山崎神社 (岩出市)


紀伊国那賀郡
和歌山県岩出市赤垣内108
(境内に駐車可)

■祭神
大市比売命
須佐之男命
[配祀] 奥津彦命 奥津姫命 火迦具土命 大年神 水波能売命 八衢彦命 八衢姫命 久那斗命 誉田別命 八王子神 伊弉册命 天児屋根命 上筒男命 市杵島姫命 天照皇大神 三筒男之神 猿田彦之命 大倭姫之命 日本武命 稲瀬脛彦命 興玉命 瀬織津姫命 速秋津姫命 速須佐良姫命 気吹戸主命 大雀命 栲幡千千姫命 蛭子神


第75代崇徳天皇の大治元年(1126年)、鳥羽上皇が根来寺を下山し「熊野三山」へ向かう途中、雷雨が激しくなり立ち往生。供奉人が天神地祇に祈願したところ大市比売命が現れ、晴天に。後に上皇が使いのものを参拝させ、幣帛料・物品を供えたというもの。

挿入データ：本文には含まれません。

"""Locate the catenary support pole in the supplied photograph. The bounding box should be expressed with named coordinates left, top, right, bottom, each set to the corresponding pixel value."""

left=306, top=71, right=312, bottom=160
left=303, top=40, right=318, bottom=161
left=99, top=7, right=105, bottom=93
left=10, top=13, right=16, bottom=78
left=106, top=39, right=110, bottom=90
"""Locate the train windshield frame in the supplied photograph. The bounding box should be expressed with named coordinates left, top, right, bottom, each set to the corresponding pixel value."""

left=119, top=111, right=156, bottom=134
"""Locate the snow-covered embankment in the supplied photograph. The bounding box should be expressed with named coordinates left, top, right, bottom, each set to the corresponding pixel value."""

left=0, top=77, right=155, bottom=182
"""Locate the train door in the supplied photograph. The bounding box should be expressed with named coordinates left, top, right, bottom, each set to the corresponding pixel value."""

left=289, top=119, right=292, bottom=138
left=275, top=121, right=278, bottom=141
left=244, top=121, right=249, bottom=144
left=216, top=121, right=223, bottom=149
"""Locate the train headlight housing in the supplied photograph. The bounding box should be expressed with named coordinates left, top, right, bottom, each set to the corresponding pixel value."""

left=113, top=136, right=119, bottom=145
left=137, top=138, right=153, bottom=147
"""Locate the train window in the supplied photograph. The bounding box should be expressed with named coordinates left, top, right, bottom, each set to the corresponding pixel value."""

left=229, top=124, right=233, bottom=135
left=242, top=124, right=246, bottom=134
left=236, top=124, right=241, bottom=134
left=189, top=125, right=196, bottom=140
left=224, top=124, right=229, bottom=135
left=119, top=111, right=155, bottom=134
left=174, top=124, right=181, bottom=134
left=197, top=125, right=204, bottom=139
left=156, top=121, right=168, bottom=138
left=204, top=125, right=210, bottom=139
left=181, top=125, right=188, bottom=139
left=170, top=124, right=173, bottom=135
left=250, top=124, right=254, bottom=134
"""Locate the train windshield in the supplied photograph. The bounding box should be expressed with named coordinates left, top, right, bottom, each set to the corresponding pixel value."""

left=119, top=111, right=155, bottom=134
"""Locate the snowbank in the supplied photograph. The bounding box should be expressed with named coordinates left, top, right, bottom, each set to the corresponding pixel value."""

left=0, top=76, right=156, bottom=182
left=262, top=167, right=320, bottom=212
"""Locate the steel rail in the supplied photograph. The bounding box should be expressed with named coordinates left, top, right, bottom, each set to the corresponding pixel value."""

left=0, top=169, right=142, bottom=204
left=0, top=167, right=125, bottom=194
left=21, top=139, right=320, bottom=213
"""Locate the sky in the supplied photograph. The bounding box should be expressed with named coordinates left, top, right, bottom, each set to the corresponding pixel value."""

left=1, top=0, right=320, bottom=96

◎この伝承を素直に解すると、既にこの時には鎮座していたものと思われます。そもそもの創建時期や由緒等は分からないようです。弘法大師が当社に日参していたという伝承もあるが、真相は不明。なお大市比売命が鎮めたのは雷神であるという伝承も。
◎これらとは別に大伴氏の始祖 カグツチ神を祀ったのではないかという考えも。大伴氏は「古屋家家譜」によると高皇産霊尊を始祖とし、続いて安牟須比命、香都知命、天雷命と続きます。大伴氏の出自を縄文からの「山祇族」とするなら、本来の始祖は安牟須比命。また宝賀寿男氏は香都知命・天雷命を安牟須比命と同神としています。

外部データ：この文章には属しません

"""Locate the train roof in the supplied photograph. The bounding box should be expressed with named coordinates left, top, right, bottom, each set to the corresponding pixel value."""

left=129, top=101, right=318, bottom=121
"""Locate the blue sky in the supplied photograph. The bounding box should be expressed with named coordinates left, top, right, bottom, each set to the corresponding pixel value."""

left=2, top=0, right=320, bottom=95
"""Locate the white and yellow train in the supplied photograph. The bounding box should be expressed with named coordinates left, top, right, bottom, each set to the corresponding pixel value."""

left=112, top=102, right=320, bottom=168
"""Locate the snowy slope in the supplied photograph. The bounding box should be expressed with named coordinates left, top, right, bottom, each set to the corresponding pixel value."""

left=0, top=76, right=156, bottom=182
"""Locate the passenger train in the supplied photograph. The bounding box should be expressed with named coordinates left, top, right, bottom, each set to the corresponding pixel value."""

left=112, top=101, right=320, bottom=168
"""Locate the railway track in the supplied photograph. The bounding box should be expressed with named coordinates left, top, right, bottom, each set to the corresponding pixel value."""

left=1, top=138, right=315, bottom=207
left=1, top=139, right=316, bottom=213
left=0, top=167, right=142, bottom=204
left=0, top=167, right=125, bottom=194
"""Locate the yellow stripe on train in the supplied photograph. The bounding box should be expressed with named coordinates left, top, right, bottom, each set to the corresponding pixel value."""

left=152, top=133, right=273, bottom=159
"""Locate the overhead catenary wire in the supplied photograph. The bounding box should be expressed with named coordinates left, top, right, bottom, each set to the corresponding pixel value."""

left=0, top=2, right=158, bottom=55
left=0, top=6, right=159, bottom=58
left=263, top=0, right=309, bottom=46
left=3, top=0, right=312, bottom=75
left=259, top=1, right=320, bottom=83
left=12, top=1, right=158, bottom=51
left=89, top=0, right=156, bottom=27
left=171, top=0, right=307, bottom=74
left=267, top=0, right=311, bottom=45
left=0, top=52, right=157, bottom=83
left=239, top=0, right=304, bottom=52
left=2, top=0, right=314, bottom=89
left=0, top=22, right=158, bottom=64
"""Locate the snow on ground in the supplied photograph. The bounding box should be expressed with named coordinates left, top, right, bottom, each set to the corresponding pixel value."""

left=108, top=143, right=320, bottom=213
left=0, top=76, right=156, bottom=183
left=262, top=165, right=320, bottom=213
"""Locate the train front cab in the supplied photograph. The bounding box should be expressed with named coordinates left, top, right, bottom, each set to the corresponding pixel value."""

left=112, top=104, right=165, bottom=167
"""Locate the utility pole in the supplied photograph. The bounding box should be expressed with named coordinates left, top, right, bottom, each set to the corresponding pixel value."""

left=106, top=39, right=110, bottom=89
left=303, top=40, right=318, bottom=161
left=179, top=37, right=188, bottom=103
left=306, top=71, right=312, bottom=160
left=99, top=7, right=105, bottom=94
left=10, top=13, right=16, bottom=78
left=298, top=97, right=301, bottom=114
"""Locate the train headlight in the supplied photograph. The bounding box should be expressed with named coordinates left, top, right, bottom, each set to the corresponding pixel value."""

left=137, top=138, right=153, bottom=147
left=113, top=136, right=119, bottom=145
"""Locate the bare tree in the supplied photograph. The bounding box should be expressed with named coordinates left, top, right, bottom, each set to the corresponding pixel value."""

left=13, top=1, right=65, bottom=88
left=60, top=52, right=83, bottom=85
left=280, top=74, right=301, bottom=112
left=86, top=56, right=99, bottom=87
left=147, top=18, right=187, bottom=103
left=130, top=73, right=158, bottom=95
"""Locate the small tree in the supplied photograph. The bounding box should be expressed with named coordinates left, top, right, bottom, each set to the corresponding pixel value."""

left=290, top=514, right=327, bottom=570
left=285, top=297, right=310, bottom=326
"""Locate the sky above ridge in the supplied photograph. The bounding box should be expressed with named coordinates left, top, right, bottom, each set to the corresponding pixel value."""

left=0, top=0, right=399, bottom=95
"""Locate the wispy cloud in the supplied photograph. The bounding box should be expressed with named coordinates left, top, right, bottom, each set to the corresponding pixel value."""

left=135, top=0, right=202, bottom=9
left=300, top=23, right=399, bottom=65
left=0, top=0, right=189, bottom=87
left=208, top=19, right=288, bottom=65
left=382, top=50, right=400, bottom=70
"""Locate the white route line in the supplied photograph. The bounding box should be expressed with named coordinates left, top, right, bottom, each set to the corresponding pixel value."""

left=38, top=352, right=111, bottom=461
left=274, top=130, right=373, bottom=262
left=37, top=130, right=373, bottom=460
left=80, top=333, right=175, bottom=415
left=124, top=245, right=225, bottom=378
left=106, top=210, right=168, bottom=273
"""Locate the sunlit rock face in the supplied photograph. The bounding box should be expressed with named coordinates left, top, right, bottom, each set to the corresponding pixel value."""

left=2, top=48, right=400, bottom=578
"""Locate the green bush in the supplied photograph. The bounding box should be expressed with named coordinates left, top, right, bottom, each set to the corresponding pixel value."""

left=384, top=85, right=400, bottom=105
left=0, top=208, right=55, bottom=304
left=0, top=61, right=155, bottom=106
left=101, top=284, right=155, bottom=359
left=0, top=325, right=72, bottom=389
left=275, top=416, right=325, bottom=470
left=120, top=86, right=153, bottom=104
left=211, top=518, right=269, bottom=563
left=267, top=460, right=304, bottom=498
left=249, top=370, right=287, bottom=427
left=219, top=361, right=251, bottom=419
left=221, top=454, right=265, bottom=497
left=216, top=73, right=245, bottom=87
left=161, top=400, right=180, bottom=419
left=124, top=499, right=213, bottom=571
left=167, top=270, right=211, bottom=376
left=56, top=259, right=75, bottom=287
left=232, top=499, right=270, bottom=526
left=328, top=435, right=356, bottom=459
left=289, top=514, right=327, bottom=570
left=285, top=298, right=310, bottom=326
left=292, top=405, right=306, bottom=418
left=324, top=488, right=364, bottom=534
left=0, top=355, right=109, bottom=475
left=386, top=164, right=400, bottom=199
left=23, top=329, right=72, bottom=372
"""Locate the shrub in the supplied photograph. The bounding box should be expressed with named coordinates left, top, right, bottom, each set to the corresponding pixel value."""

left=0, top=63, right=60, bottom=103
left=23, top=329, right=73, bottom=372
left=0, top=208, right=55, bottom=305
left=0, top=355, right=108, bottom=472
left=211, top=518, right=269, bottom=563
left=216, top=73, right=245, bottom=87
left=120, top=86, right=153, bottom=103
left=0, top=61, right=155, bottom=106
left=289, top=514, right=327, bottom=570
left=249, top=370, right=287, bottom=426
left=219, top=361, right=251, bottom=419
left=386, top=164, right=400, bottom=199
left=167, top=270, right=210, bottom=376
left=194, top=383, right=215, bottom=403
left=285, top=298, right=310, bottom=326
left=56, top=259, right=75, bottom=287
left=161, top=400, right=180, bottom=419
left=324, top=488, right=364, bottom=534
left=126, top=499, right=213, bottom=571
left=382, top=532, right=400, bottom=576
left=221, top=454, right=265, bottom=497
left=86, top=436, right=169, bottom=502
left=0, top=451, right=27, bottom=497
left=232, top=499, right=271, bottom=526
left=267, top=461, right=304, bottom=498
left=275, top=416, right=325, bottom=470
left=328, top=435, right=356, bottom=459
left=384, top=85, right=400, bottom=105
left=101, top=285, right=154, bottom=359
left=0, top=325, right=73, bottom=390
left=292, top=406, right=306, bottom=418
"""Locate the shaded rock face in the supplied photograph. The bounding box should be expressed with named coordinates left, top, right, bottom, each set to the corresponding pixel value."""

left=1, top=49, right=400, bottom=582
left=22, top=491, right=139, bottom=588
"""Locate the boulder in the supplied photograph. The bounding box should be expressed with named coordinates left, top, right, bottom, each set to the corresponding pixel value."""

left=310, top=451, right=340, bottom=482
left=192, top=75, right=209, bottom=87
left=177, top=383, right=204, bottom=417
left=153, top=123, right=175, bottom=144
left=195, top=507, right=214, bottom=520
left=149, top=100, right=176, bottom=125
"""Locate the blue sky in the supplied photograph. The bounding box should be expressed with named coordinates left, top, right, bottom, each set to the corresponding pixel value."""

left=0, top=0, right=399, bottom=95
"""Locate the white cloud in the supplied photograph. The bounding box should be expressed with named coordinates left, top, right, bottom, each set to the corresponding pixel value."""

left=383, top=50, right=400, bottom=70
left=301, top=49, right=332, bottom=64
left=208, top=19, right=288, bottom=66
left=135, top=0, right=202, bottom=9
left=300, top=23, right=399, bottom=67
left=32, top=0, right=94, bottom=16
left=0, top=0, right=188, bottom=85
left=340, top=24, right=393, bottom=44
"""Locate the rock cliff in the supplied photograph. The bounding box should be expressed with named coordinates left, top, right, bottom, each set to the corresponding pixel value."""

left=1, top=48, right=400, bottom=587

大市比売命が現れ鎮めたというのは、この安牟須比命(=香都知命、=天雷命)ではないかと。「香都知(かづち)」も「雷(いかづち)」のこと。
◎大伴金村の子である磐連公が「甲斐国山梨評山前(やまさき)之邑」に遷居したと「古屋家家譜」にはあります。甲斐国は日本武尊東征の際に祖先の武日命が従軍した所縁の地。
当地は「紀伊国那賀郡山前郷」。同じ那賀郡内の根来寺を、大伴連孔子古(クジコ)が開基したと伝わっていることを鑑みると、十分に可能性があろうかと考えます。
◎明治に現社名に改称するまでは大市姫神社。ご祭神には夫の須佐之男命と父の大山津見命が祀られています。配祀の神々は明治の合祀令によるものでしょうか。
悠然とした佇まいがとても美しい社。維持管理も徹底しておられます。